Minutes of the Federal Open Market Committee's December meeting were released on Thursday, and they reveal the divisions among the members on the Fed's policy of buying mortgage and Treasury bonds to stimulate the economy. Following that meeting, on December 12, the Fed announced that it would continue with the bond purchases until the pace of job creation improved. Yet, the minutes show that the "hawks" on the committee fundamentally disagreed with the entire program and, even among those who supported it, there was disagreement over its timeline. Those who wanted an open-ended monthly commitment to add $85 billion to the Fed's balance sheet were most concerned with allowing the stimulus to have its intended effect, while those who worried about the risk of adding so much to the Fed's own investment portfolio wanted to bring the program to a mid-2013 close.

However, Diane Swonk of Mesirow Financial tells the New York Times that "there’s still a huge bias toward buying." Any appearance of dissension, according to Ms. Swonk, reflects merely "modest misgivings in the middle of the most aggressive effort the Fed has ever undertaken to stimulate the economy."

Thursday, January 3, 2013

Kicking The Can Down The Cliff

Under watchful regard of a nation
In Twenty-Thirteen celebration,
Congressional members
Took leave of December
By rigging the rules of taxation.

With many a jubilant *clink*,
The deficit promised to shrink,
But much is depending
On questions of spending,
And soon we'll be back at the brink.

The prospects are less than appealing
For the next round of Washington dealing,
Especially if
There's a new Fiscal Cliff
When Treasury hits the Debt Ceiling.

As everyone knows, the US Congress passed an emergency measure on New Year's Day to avert the worst of the automatic tax hikes that were to take effect under the "Fiscal Cliff" provisions that it enacted after last year's debt ceiling fight. For those who want to know what the latest tax deal means for them personally, Matthew O'Brien has a couple of helpful charts in The Atlantic. The bottom line is that, while everyone's tax rates and payments are now less than they would have been under the full Fiscal Cliff, most Americans will see another 1.5% of their income going to taxes, and the well-to-do will feel 3-8% poorer. Ironically, some of the most fortunate taxpayers are those whose income is between $200-500 thousand. They have mostly avoided marginal tax rate increases, which apply to income above $400,000 ($450,000 for joint filers) and will not pay more in alternative minimum tax, which has been permanently "patched".

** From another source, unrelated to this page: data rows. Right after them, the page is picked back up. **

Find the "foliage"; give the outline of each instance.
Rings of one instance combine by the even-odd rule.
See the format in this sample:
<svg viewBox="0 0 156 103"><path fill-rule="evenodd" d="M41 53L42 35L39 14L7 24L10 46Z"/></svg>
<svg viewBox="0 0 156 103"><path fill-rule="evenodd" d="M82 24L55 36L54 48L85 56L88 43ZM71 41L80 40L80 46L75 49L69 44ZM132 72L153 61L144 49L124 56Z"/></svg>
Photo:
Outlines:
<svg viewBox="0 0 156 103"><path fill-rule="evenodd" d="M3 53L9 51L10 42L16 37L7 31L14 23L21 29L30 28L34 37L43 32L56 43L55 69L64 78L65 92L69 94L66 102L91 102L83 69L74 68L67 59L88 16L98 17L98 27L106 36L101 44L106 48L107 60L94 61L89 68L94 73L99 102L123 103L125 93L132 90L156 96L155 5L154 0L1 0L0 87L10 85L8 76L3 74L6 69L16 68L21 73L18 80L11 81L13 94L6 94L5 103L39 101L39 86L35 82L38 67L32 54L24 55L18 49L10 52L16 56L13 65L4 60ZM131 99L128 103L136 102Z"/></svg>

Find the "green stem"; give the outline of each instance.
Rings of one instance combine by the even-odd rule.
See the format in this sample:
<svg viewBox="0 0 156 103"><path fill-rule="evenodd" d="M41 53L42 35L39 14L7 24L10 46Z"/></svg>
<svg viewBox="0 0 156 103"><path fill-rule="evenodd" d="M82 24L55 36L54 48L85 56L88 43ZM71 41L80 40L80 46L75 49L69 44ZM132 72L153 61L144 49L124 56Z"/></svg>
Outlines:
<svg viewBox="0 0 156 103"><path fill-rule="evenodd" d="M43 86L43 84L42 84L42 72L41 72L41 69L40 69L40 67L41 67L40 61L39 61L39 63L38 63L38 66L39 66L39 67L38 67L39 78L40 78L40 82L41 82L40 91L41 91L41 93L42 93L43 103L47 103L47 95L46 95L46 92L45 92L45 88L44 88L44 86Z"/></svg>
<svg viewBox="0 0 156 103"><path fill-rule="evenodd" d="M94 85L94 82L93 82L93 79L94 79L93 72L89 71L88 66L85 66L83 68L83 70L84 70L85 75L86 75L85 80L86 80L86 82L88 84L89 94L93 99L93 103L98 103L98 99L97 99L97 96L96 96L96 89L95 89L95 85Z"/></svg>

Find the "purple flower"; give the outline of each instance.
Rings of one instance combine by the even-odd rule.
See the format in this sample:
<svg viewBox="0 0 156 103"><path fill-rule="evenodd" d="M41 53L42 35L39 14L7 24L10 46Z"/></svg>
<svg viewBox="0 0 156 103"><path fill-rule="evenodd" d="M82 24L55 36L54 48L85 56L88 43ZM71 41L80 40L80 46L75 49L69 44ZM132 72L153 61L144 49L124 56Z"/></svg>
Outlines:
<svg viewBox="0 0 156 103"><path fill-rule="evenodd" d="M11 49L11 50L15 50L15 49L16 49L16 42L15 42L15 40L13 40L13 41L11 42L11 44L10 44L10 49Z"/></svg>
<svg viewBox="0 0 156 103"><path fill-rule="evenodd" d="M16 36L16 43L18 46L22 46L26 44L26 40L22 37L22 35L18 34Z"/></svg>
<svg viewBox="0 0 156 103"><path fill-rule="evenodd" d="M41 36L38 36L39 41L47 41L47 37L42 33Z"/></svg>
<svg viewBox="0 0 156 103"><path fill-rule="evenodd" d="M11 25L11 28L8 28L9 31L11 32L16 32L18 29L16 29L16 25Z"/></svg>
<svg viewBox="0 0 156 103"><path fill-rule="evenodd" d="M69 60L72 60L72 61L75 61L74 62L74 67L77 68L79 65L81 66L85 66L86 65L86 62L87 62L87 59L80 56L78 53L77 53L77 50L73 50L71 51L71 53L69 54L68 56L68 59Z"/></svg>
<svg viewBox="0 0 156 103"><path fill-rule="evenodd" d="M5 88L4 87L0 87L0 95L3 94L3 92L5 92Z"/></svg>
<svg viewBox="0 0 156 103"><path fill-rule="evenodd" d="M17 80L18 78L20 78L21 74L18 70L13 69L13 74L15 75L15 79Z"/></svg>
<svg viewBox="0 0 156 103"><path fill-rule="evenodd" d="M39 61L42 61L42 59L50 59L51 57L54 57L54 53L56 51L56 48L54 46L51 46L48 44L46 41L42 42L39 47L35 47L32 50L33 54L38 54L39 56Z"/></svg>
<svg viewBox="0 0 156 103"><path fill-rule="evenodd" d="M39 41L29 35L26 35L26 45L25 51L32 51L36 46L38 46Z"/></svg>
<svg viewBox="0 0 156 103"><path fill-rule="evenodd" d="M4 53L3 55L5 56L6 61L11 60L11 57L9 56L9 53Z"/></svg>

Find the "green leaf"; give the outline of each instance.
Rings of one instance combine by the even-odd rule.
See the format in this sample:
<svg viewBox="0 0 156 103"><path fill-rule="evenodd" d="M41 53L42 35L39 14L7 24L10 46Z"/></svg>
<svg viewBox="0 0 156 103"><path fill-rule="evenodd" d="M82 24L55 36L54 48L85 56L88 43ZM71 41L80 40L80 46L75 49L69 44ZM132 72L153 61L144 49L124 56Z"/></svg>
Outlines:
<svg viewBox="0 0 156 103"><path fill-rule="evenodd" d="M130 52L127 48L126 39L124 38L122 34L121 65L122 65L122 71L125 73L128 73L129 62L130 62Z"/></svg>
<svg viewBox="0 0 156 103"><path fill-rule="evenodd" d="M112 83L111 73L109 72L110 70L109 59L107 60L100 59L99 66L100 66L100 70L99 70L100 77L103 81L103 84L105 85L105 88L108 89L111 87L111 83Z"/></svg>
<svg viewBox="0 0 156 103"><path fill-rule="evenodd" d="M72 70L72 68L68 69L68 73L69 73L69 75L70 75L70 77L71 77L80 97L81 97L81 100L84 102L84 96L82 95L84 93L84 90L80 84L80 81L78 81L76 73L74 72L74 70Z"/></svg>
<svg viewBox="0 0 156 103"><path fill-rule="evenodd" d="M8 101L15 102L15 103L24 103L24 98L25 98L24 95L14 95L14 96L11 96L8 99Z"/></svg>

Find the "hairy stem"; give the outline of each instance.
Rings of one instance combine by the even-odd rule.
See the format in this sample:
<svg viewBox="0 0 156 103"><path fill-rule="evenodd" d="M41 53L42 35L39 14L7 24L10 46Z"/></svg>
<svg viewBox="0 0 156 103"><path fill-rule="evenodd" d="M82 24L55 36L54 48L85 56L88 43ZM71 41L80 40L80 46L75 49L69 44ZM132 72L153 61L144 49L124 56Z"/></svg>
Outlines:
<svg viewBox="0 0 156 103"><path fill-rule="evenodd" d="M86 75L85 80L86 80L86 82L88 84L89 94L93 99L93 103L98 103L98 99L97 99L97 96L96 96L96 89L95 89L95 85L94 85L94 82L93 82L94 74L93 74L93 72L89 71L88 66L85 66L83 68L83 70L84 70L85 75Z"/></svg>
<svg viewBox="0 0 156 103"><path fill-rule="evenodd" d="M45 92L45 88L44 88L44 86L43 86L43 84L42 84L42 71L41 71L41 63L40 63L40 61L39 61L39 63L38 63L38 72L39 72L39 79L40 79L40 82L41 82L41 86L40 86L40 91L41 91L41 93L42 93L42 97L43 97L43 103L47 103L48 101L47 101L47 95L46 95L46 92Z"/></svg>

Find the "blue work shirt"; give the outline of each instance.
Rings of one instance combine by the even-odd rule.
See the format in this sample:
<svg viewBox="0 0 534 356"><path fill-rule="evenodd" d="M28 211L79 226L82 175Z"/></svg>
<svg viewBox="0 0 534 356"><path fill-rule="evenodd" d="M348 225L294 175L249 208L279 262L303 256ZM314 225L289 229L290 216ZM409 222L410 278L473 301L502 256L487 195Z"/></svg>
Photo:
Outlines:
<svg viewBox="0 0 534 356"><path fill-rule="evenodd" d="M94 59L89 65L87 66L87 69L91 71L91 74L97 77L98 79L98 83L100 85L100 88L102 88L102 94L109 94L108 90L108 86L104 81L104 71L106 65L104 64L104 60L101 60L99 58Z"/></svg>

Those who may have worried that a bipartisan agreement on taxation signals a change in the ways of Washington will be reassured to know that the deal has preserved an impressive array of obscure tax breaks for special interests, as the New York Times reports.

However... the thornier questions of cutting expenditurses (or at least, reducing their long-term growth) have been pushed off by a month, as has the always-explosive question of raising the Federal debt ceiling. Another high-stakes political standoff is therefore guaranteed, which means that the celebrated tax deal is actually not much to celebrate.